Uma raridade na temporada

Rose Abdallah, Patrícia Pinho e Diogo Vilela em O Bem-Amado (Foto: @prototipofilme)
Um espetáculo como O Bem-Amado – que encerra temporada, nesse domingo, no Teatro João Caetano – preenche uma lacuna importante no panorama teatral do Rio de Janeiro. Não é de hoje que as encenações de textos consistentes da dramaturgia brasileira e estrangeira rarearam. As razões para essa escassez se devem às dificuldades de produção, ainda que não necessariamente peças clássicas reúnam muitos personagens, e a uma desvalorização da literatura dramática em favor de textos criados como veículos de expressão de questões determinantes nas vidas dos artistas envolvidos.

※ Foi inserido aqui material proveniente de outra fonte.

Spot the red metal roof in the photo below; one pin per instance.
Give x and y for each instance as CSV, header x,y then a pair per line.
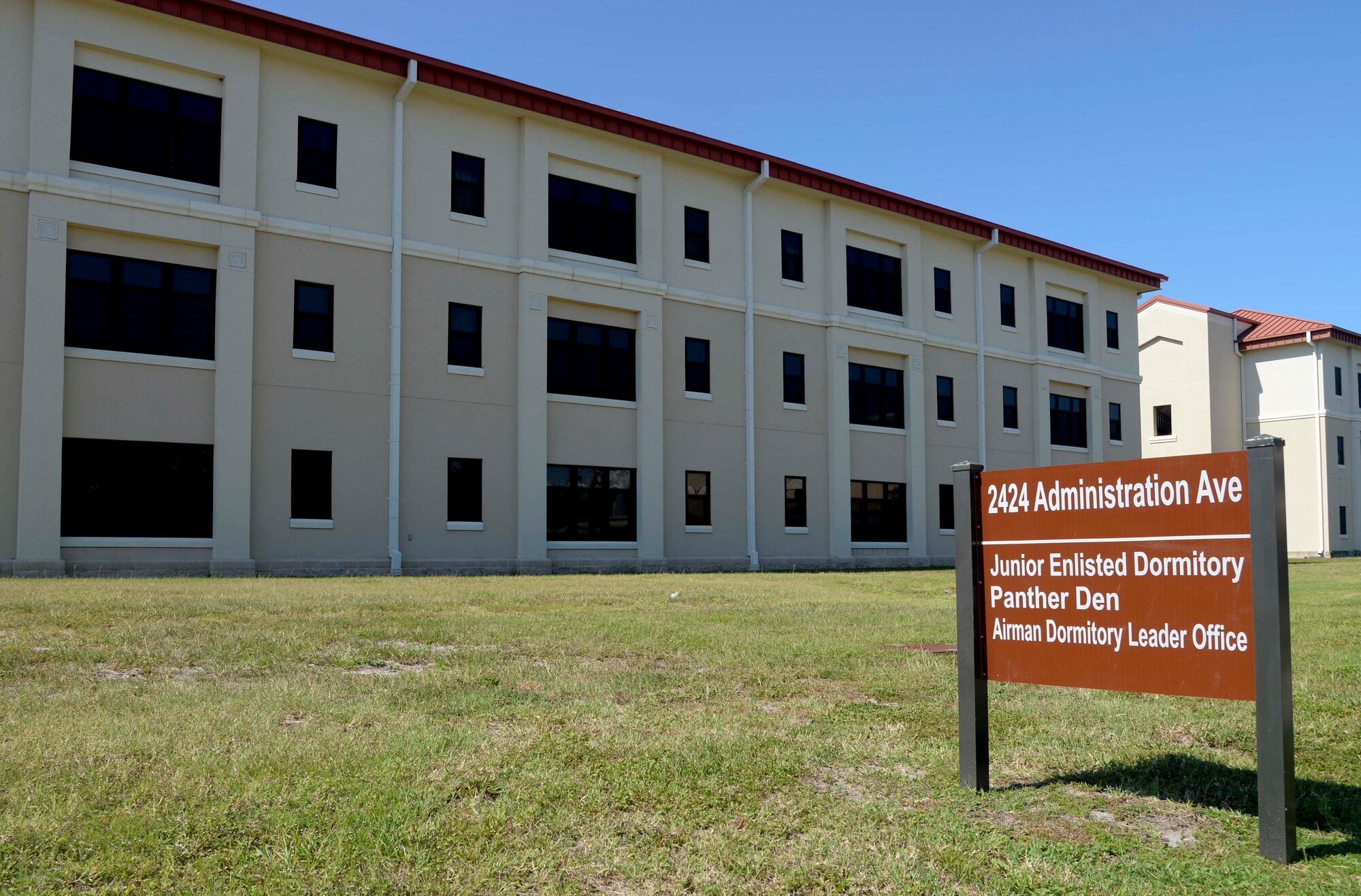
x,y
314,39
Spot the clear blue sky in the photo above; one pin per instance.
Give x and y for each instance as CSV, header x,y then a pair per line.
x,y
1219,144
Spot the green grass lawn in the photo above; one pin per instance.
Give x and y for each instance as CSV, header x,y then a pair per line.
x,y
594,734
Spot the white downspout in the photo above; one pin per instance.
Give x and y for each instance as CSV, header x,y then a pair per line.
x,y
749,352
978,337
395,326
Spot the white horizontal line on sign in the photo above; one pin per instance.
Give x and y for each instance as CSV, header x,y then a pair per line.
x,y
1133,538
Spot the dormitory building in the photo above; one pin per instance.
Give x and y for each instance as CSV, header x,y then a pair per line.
x,y
285,300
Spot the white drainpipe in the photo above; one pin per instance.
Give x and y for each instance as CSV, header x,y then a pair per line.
x,y
395,326
749,359
978,335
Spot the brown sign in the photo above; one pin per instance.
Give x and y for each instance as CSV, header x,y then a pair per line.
x,y
1132,575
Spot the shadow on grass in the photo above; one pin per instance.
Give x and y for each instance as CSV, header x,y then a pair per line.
x,y
1325,806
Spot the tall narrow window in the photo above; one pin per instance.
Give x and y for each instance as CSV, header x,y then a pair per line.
x,y
876,395
945,398
945,303
311,485
794,393
698,235
879,511
591,220
698,499
791,256
591,504
945,497
463,503
465,335
469,191
137,126
1068,421
1011,413
1008,305
590,360
874,281
142,307
316,153
698,365
314,316
135,489
1065,322
796,503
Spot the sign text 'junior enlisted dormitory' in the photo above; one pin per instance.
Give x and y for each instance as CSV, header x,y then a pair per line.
x,y
1136,579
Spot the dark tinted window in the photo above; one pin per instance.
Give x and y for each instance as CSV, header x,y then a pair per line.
x,y
879,511
144,127
698,499
1065,320
591,504
696,365
468,198
316,153
314,316
590,360
794,391
874,281
135,305
876,395
591,220
1068,421
311,485
465,335
791,255
135,489
465,499
696,235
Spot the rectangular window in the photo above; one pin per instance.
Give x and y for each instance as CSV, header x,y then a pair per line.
x,y
1068,421
698,235
696,365
591,504
947,511
1163,420
590,360
135,489
796,503
314,316
698,499
1011,413
142,127
942,284
311,485
135,305
874,281
469,197
945,398
1008,304
876,395
465,335
593,220
794,393
791,256
879,511
465,499
316,153
1065,325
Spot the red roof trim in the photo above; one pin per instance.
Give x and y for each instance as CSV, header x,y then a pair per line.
x,y
314,39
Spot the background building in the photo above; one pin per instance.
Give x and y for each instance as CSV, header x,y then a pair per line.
x,y
288,300
1212,379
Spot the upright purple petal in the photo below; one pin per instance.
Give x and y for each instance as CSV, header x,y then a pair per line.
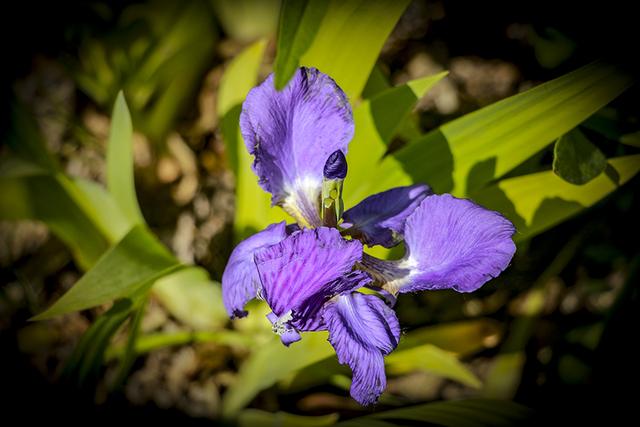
x,y
451,243
292,133
362,329
240,281
303,271
379,219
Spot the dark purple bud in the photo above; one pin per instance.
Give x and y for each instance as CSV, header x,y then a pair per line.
x,y
336,166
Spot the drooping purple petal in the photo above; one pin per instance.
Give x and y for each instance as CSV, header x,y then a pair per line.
x,y
240,281
303,271
291,133
379,219
362,329
451,243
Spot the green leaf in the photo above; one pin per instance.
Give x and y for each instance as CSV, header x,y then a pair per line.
x,y
256,417
253,205
240,77
270,363
130,353
86,360
576,159
541,200
124,270
47,199
460,338
299,22
108,215
461,413
429,358
376,122
504,376
349,40
247,20
120,180
490,142
632,139
192,298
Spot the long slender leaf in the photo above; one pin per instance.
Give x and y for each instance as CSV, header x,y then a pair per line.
x,y
124,270
539,201
191,297
120,180
376,122
239,77
150,342
44,198
432,359
350,38
456,339
270,363
247,20
253,205
86,360
576,159
464,155
299,22
462,413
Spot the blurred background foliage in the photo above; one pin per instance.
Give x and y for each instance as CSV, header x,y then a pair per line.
x,y
124,184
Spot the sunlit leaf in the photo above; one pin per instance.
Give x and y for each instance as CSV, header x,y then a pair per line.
x,y
376,122
349,40
576,159
299,22
247,20
120,181
466,154
192,298
255,417
461,413
44,198
150,342
271,362
376,83
86,360
460,338
130,354
239,77
253,205
124,270
429,358
539,201
108,215
632,139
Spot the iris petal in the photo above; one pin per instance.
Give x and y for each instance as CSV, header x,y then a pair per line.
x,y
380,219
240,281
451,243
362,329
292,133
306,269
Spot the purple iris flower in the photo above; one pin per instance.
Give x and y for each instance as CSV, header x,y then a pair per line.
x,y
310,274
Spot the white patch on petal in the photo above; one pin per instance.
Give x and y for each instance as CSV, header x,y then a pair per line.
x,y
302,201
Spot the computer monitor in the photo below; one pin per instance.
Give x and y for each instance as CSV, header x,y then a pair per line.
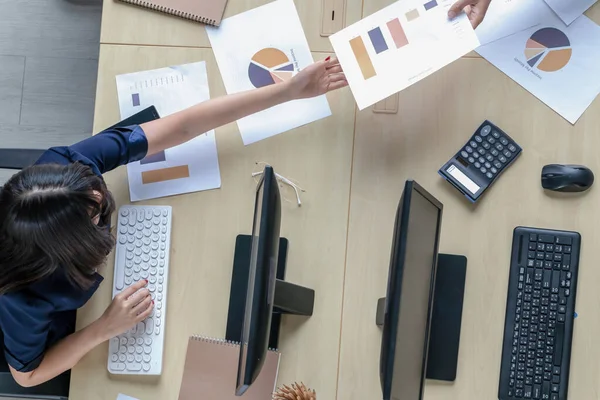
x,y
409,300
261,283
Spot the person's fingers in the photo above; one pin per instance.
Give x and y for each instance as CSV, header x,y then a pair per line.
x,y
337,77
337,85
480,9
132,289
335,70
476,20
143,305
146,313
138,296
331,61
458,7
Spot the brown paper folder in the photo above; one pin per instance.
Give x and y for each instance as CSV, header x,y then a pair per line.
x,y
206,11
210,372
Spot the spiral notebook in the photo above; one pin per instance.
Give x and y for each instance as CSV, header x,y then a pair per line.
x,y
210,372
209,12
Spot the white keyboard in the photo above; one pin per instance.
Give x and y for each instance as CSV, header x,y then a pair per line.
x,y
142,252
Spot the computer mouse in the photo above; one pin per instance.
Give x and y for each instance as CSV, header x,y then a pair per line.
x,y
567,178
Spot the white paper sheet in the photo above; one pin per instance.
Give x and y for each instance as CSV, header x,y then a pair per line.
x,y
558,64
506,17
400,45
258,47
570,10
190,167
122,396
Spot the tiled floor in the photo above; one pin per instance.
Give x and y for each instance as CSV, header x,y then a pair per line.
x,y
48,67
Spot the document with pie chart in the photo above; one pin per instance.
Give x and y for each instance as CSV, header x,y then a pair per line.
x,y
557,63
261,47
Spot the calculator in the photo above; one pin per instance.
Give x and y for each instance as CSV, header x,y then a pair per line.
x,y
478,164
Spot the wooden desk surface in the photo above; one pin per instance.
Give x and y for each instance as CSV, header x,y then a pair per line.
x,y
205,226
126,24
340,238
437,117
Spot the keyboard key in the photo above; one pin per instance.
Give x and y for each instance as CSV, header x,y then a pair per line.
x,y
537,392
556,370
560,330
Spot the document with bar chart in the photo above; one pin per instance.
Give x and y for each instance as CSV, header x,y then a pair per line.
x,y
400,45
558,64
190,167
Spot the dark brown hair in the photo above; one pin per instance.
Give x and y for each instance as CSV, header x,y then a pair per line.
x,y
46,225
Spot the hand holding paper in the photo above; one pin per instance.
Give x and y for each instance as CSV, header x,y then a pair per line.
x,y
475,10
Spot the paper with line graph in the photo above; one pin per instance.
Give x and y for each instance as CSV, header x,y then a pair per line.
x,y
190,167
400,45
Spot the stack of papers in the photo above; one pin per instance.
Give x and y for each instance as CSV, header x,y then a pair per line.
x,y
190,167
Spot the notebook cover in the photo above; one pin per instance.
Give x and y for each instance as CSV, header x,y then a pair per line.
x,y
205,11
210,372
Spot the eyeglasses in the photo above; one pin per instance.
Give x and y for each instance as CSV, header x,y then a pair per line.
x,y
285,184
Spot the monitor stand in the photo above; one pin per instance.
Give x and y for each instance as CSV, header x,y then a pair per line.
x,y
442,360
289,298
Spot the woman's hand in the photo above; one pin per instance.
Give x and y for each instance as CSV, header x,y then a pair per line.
x,y
475,10
317,79
129,307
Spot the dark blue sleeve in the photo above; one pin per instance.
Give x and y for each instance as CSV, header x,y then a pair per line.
x,y
25,327
102,152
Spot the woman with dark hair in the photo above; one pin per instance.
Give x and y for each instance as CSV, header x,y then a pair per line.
x,y
54,219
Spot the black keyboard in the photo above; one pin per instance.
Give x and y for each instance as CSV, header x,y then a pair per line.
x,y
538,329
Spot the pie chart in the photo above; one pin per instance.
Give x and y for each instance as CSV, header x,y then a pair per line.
x,y
270,66
548,50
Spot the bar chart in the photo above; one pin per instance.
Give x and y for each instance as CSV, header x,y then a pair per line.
x,y
399,45
190,167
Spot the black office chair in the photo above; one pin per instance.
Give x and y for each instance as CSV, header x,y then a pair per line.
x,y
57,388
18,158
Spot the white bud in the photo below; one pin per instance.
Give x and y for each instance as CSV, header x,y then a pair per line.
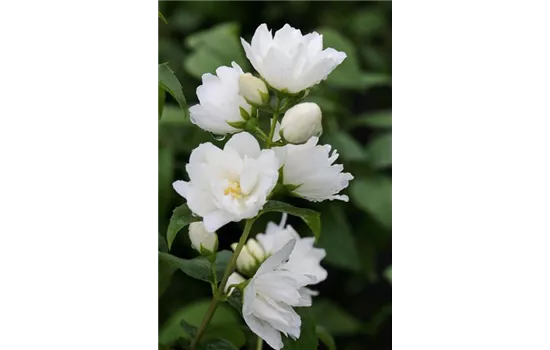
x,y
253,89
234,278
256,250
246,263
203,241
301,122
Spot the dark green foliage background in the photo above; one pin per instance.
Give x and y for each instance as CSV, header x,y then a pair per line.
x,y
355,301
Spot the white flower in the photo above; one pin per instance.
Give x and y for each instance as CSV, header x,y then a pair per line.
x,y
301,122
250,257
253,89
230,184
219,101
291,61
234,278
310,167
305,259
202,240
270,296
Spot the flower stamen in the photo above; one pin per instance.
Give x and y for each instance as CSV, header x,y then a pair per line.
x,y
233,190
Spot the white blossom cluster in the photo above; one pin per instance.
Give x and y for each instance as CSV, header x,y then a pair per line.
x,y
234,183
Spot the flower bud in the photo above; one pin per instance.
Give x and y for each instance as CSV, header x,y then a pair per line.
x,y
203,241
256,250
234,278
301,122
246,263
253,89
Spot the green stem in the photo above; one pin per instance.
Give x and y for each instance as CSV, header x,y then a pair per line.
x,y
218,296
273,124
261,133
214,277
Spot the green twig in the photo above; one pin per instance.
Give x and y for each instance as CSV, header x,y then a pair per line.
x,y
218,296
273,124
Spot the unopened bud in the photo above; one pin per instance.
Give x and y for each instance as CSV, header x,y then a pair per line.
x,y
246,264
234,279
256,250
301,122
250,257
203,241
253,89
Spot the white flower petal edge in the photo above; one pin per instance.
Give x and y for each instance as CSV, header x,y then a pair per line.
x,y
305,259
270,296
310,166
289,60
219,101
230,184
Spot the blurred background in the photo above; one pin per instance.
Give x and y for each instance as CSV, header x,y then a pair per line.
x,y
355,301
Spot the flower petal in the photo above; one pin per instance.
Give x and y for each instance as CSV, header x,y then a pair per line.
x,y
265,331
244,144
216,219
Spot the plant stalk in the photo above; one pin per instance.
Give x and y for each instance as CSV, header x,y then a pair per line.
x,y
218,296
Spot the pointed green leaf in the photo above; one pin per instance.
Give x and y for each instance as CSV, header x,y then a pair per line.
x,y
379,151
388,274
308,333
378,120
161,99
198,267
181,217
373,194
334,318
161,16
310,217
169,82
188,318
325,337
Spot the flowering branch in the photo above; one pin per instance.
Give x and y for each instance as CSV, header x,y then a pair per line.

Não há aqui qualquer intenção de negar a ampliação do conceito de dramaturgia, que, não mais restrito à folha de papel (à peça escrita), nasce do processo da sala de ensaio e das enunciações de todos os componentes que constituem o acontecimento teatral, em especial os corpos dos atores. Mas a pouca frequência do chamado teatro da palavra é um fato a ser assinalado. Implica num estreitamento do teatro de mercado, que passou a ficar concentrado nas variações do musical, e na perda de uma faixa de público.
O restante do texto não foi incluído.